The Schœnbergia-Ornithoptera-group also can be reduced to a single ancestral form by means of five successive phylogenetic stages. It evolved in the Moluccas, Solomons and New Guinea. It has not spread westwards beyond the Moluccas and overlaps with the Troides-Trogonoptera-group in these islands only, if one neglects the recent arrival of a single form of Troides in New Guinea. Only one species of Ornithoptera has spread during the latest phylogenetic stages far and wide over the rain-forest areas of all these isles and of eastern Australia. The distribution of Ornithoptera during the earlier stages is discontinuous (Moluccas and Solomons), and the present geographical link, New Guinea, occupied by Schœnbergia.
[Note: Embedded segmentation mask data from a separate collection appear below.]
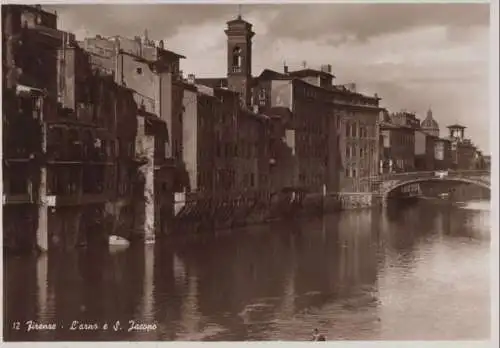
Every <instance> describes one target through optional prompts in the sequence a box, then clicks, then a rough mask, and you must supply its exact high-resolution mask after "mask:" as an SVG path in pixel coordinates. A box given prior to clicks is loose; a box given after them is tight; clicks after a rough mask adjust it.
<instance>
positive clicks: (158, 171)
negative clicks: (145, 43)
mask: <svg viewBox="0 0 500 348" xmlns="http://www.w3.org/2000/svg"><path fill="white" fill-rule="evenodd" d="M2 16H3V18H5V22H3V24H4V28H3V29H4V31H3V32H4V35H6V37H4V46H5V48H6V49H7V51H6V53H7V54H6V55H4V57H3V61H4V64H5V65H4V66H7V69H6V71H4V72H5V74H4V76H3V77H4V78H3V84H4V88H5V89H4V93H3V104H4V105H10V106H9V107H7V108H4V126H5V128H4V131H5V132H6V133H4V134H5V135H6V138H5V139H6V142H5V141H4V145H5V146H4V154H7V155H8V156H7V158H5V157H4V158H5V161H4V169H5V173H6V175H5V176H4V184H5V188H6V190H4V212H5V215H4V227H6V229H5V230H4V231H10V230H11V227H12V228H14V229H15V228H16V226H19V224H20V223H21V222H20V221H19V218H20V217H21V216H25V215H26V214H28V215H29V216H30V218H29V219H28V220H29V221H30V224H31V227H30V228H29V229H27V232H26V234H27V235H29V238H24V237H20V238H19V237H18V236H16V235H14V237H13V238H12V240H10V239H11V237H12V234H10V232H8V233H5V234H4V236H5V238H6V239H7V242H8V243H7V244H10V245H12V246H15V245H16V244H19V243H22V244H26V243H27V241H31V242H33V241H36V243H35V244H36V246H37V247H38V248H40V249H42V250H46V249H48V248H49V247H62V248H72V247H75V246H76V245H81V244H89V243H93V242H97V243H101V242H102V243H107V242H108V241H107V236H108V235H109V234H114V233H118V234H122V235H123V236H126V237H129V238H134V237H139V238H146V239H154V237H155V235H156V232H157V231H163V232H165V231H166V229H165V228H163V226H162V223H161V221H162V216H165V217H168V213H167V211H168V209H169V208H168V207H169V206H171V205H172V200H171V199H169V198H168V197H169V196H168V195H161V194H160V193H161V192H163V193H164V191H168V190H169V182H170V181H171V179H170V178H169V175H168V172H169V170H168V168H169V165H168V163H166V158H165V152H166V146H165V141H166V139H167V133H166V132H165V131H163V130H162V129H164V127H162V126H161V123H162V122H163V121H162V120H161V119H160V118H158V117H157V116H154V117H156V118H154V117H153V118H151V114H150V113H149V114H148V112H147V110H146V106H145V105H141V107H140V108H138V107H137V97H136V93H135V91H134V90H131V89H130V88H128V87H127V86H126V85H125V84H118V83H116V75H117V74H116V71H117V70H112V69H106V65H105V64H104V63H102V66H100V67H101V68H100V69H96V67H99V66H98V65H96V59H95V57H94V56H95V55H93V54H89V52H88V51H86V50H84V49H83V48H82V47H81V46H80V43H78V42H76V41H75V39H74V36H73V35H71V34H69V33H65V32H63V31H60V30H58V29H57V26H56V22H57V17H56V15H55V14H52V13H49V12H46V11H43V10H42V9H41V8H40V7H38V6H16V5H12V6H10V5H9V6H3V7H2ZM20 23H24V24H23V25H22V26H21V25H20ZM20 38H21V39H20ZM101 53H102V52H101ZM104 55H105V54H104ZM101 58H102V57H101ZM101 61H102V62H108V61H110V60H109V59H108V60H106V59H101ZM115 62H116V60H115ZM37 64H38V65H40V64H41V65H42V66H43V69H42V68H40V67H38V68H37ZM111 66H113V65H112V64H111ZM19 106H21V107H19ZM18 114H22V115H25V116H28V115H29V116H30V117H24V118H23V117H20V118H18V117H16V116H17V115H18ZM145 114H148V115H149V116H148V117H145ZM157 122H160V124H156V125H155V126H154V127H151V125H152V124H154V123H157ZM164 123H165V122H163V124H164ZM22 129H26V130H29V131H31V132H32V133H33V134H32V135H33V137H31V138H30V140H29V141H28V142H26V143H24V144H20V143H18V141H17V142H16V141H15V140H14V139H16V138H19V137H20V134H19V132H21V131H22ZM9 148H10V149H9ZM20 149H21V150H20ZM20 156H25V159H30V158H31V159H32V160H30V161H26V160H23V161H21V162H25V163H26V164H28V165H27V166H26V167H25V168H22V169H19V170H20V171H21V172H23V173H24V175H22V176H21V178H22V177H24V178H25V179H21V180H20V179H18V177H19V176H20V175H19V173H18V167H19V166H18V164H17V162H19V160H18V158H20ZM11 159H14V160H15V161H14V162H16V165H14V168H12V169H9V168H11V167H12V166H11V165H10V162H11ZM165 171H166V172H167V173H165ZM21 186H26V188H25V189H21ZM17 192H25V194H24V195H23V197H24V198H23V199H24V201H23V202H22V204H21V205H19V204H18V203H15V201H19V199H20V198H19V197H17V196H18V195H17ZM14 196H16V197H14ZM11 197H13V198H14V199H13V198H11ZM141 202H142V203H141ZM12 203H15V205H16V206H15V207H14V205H12ZM140 204H142V206H141V205H140ZM140 211H142V213H139V212H140ZM134 212H135V214H134Z"/></svg>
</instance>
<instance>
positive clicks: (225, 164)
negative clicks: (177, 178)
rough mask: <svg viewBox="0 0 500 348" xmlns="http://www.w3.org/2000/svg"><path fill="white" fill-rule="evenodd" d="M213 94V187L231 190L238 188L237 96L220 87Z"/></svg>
mask: <svg viewBox="0 0 500 348" xmlns="http://www.w3.org/2000/svg"><path fill="white" fill-rule="evenodd" d="M214 95H215V96H216V98H217V99H218V100H219V103H218V107H219V110H218V112H217V113H216V114H215V115H214V116H213V117H214V119H215V122H214V133H215V136H214V142H215V144H214V146H215V151H214V153H215V154H214V156H215V157H214V172H215V187H217V188H218V189H220V190H224V191H225V192H231V191H233V190H236V189H238V186H237V185H236V169H235V168H236V167H235V166H236V160H237V157H238V152H237V151H238V119H239V113H240V102H239V96H238V94H237V93H234V92H232V91H229V90H226V89H221V88H216V89H215V90H214Z"/></svg>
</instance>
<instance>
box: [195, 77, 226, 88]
mask: <svg viewBox="0 0 500 348" xmlns="http://www.w3.org/2000/svg"><path fill="white" fill-rule="evenodd" d="M196 83H197V84H200V85H205V86H208V87H212V88H215V87H227V78H225V77H212V78H205V79H199V78H196Z"/></svg>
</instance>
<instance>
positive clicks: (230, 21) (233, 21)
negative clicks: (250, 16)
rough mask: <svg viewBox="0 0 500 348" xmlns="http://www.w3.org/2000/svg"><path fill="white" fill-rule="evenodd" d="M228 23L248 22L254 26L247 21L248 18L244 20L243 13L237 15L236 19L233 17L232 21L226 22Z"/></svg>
mask: <svg viewBox="0 0 500 348" xmlns="http://www.w3.org/2000/svg"><path fill="white" fill-rule="evenodd" d="M226 23H227V24H236V23H241V24H246V25H248V26H250V27H251V26H252V24H251V23H249V22H247V21H246V20H244V19H243V18H242V17H241V15H239V16H238V17H236V18H235V19H231V20H230V21H227V22H226Z"/></svg>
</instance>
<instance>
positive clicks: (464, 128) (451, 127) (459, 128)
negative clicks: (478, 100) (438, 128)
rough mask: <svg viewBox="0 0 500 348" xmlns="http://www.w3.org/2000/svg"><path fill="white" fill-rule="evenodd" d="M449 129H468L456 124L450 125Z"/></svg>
mask: <svg viewBox="0 0 500 348" xmlns="http://www.w3.org/2000/svg"><path fill="white" fill-rule="evenodd" d="M447 128H458V129H465V128H467V127H465V126H462V125H459V124H456V123H455V124H452V125H450V126H447Z"/></svg>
In Part IV. the geological history of the area is considered according to geographical units, and the results of Part III. confronted with it in each case. Climatic changes and fluctuations of the sea-level are discussed, and it is shown that, during the Pleistocene, the shallow seas between the Malay Peninsula, Java, Borneo were repeatedly dry land (Sundaland) and that the same applies to the seas between New Guinea, the Aru Isles and Australia (Sahul Shelf). The other islands, from the Philippines, Celebes and the Lesser Sunda Isles to the Moluccas, were never connected with these shelves or with one another. The formation of the Recent geographical races of many species of Sundaland and the Sahul Shelf coincides with the rising of the sea-level after the low phase of the Last Glaciation.
The species and races found on the islands of the deep-sea area between the Asiatic and Australian shelf-areas conform closely to the pre-Pleistocene history of these islands. In particular, most parts of the chain of the Lesser Sunda Isles are geologically very young (late Pliocene and early Pleistocene); accordingly, only one species, T. haliphron, has become differentiated there in the course of the Pleistocene. This instance suggests that the rate of evolution of a taxonomic species in the Malay Archipelago is roughly the same as in Europe, i. e., about equal to the duration of the Pleistocene.
Other Recent species of the Troides-group appear to have evolved from ancestral species in the course of the Pleistocene. All phylogenetic stages previous to the last two therefore fall within the Tertiary.
Several independent lineages appear to have passed more or less simultaneously through certain stages of species-formation. It is suggested that geological changes which occurred at certain definite times, or were of a periodical nature, afforded at certain more or less regular intervals new chances for dispersal or new ecological conditions, resulting in the more or less simultaneous appearance of new forms.
The evolution of the Troides-group and its distributional history are summarized. There is complete agreement between morphological phylogeny and geological history, though two distributional problems remain unsolved unless recourse is taken to the theory of continental drift. These are (1) the slight degree of overlap of Troides and Schœnbergia-Ornithoptera in the Moluccas, and (2) the discontinuous distribution of ancestral Ornithoptera. Both problems would find an easy explanation if the claims of Wegener, du Toit and other geologists could be substantiated that New Guinea and Australia had drifted from the south into the forming island arcs of the Archipelago in the course of the Tertiary and Pleistocene.
In Part V. the values for the duration of the Pleistocene obtained by various geological methods are applied to Troides. It appears that in this genus, as in others, at least half to one million years were required for the specific characters to become stabilized in some of the species.